Sunday, October 30, 2011

They Live There


     As we stood facing a wooden artefact bearing words in an Arabic-like font, the man told us that it said you don’t bow before to anyone but before Allah; you don’t go begging to anyone but to Allah.

     And as I stood there, I also stood in one of the many shops at the marketplace at Mahabaleshwar, a hill-station in Maharashtra. Mahabaleshwar, I was always told, is famous for strawberries and cool climate. It is not that I had not visited Mahabaleshwar before, just that I was too young (I was about 2) to have concrete memories about anything then. What this recent trip to Mahabaleshwar taught me is something different. What I seemed to have been harbouring happened to be a 2-dimensional image of a township having a thousand dimensions to it. It started with mulberries, and it just almost never got less complex.

     By fortune or misfortune, you decide, we got to stay at a hotel in downtown Mahabaleshwar. And although the service provided wasn’t good enough (and I contradictorily also wonder if it ever is), I got to see the people of Mahabaleshwar—not just people who claimed to represent it, but who truly did.
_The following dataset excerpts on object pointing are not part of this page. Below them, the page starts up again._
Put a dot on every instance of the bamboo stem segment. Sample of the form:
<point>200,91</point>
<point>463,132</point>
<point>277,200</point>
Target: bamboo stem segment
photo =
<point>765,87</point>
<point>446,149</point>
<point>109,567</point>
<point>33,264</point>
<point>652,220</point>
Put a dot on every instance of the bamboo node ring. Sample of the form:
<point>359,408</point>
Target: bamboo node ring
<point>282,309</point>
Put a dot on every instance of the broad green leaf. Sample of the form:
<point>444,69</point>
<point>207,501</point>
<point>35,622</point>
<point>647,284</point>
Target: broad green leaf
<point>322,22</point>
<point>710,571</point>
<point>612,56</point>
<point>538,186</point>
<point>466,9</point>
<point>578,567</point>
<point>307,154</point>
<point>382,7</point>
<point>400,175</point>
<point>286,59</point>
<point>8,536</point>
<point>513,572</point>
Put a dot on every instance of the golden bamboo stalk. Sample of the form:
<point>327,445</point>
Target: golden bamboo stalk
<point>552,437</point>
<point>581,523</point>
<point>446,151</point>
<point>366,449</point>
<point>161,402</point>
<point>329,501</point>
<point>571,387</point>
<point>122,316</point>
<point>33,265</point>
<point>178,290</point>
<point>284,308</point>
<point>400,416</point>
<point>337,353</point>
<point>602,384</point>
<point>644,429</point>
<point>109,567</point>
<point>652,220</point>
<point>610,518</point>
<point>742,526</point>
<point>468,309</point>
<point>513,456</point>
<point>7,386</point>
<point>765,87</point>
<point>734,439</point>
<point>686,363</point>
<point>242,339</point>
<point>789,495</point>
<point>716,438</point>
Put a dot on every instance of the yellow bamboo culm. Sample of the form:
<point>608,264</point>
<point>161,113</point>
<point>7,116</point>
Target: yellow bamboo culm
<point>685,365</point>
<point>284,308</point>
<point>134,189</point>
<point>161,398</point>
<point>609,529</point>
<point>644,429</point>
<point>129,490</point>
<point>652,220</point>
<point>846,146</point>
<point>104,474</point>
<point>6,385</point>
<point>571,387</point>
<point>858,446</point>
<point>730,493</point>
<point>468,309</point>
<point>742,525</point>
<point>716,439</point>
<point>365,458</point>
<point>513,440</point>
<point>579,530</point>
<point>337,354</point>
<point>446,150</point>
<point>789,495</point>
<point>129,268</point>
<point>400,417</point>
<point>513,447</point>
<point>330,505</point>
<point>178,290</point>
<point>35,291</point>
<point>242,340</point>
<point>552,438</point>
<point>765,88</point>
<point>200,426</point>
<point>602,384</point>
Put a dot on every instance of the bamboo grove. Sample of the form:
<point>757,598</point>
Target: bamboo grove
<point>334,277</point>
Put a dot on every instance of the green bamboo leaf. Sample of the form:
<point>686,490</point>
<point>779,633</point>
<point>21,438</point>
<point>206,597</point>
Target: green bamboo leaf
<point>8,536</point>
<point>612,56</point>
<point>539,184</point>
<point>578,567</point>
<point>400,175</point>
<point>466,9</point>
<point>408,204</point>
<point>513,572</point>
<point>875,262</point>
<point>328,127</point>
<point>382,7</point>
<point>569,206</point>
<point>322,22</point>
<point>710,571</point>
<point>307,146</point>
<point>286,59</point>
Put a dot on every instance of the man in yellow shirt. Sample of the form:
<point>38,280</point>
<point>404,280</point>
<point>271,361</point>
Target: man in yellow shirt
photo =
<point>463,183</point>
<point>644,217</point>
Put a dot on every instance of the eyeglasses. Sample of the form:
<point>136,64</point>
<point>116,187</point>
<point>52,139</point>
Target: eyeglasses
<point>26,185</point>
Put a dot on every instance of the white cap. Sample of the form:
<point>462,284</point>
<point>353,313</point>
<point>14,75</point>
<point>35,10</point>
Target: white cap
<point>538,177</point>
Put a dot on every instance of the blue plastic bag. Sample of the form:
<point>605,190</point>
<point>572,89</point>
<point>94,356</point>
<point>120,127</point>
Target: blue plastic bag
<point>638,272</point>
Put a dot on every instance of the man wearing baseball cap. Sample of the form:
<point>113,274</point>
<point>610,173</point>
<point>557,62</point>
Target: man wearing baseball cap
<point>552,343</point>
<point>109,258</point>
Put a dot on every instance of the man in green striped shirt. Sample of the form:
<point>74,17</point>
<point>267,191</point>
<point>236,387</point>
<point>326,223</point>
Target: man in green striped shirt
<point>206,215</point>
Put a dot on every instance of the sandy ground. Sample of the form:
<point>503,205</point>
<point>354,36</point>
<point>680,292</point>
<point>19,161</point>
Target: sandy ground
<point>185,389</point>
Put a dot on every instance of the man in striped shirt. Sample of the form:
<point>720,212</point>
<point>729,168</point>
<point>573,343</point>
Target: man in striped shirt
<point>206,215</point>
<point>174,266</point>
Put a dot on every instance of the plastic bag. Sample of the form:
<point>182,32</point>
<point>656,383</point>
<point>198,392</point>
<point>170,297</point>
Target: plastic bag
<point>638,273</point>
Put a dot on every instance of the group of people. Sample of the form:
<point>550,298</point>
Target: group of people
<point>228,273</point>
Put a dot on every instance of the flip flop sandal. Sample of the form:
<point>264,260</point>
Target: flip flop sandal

I realised, not because of any particular incident, but because of some instinct in me, that the peoples, diverse as they are, are bound by a caring love for one another. You cannot get one to scheme against another and you would not have people gossiping there (not that I tried to get them to). People of commerce may now disregard what I sensed as professional courtesy and that by safeguarding one another, they were preventing their own downfall, but I still will say it is amazing—it is something we city-dwellers haven’t yet perfected.

     It is also very interesting to note that the population in Mahabaleshwar is a mixture of people belonging to different faiths. The first day, I wondered if the people who existed there, merely survived or lived in harmony.

     I was at the shop I spoke of in the beginning—as we exited the shop an old Hindu woman selling combs came to a man cleaning that part of the shop where wares were colourfully placed. She extended her palm, clasped his palm, and said, “Kaisa hai, Farookh,” and smiled. I turned towards the road and smiled; they lived.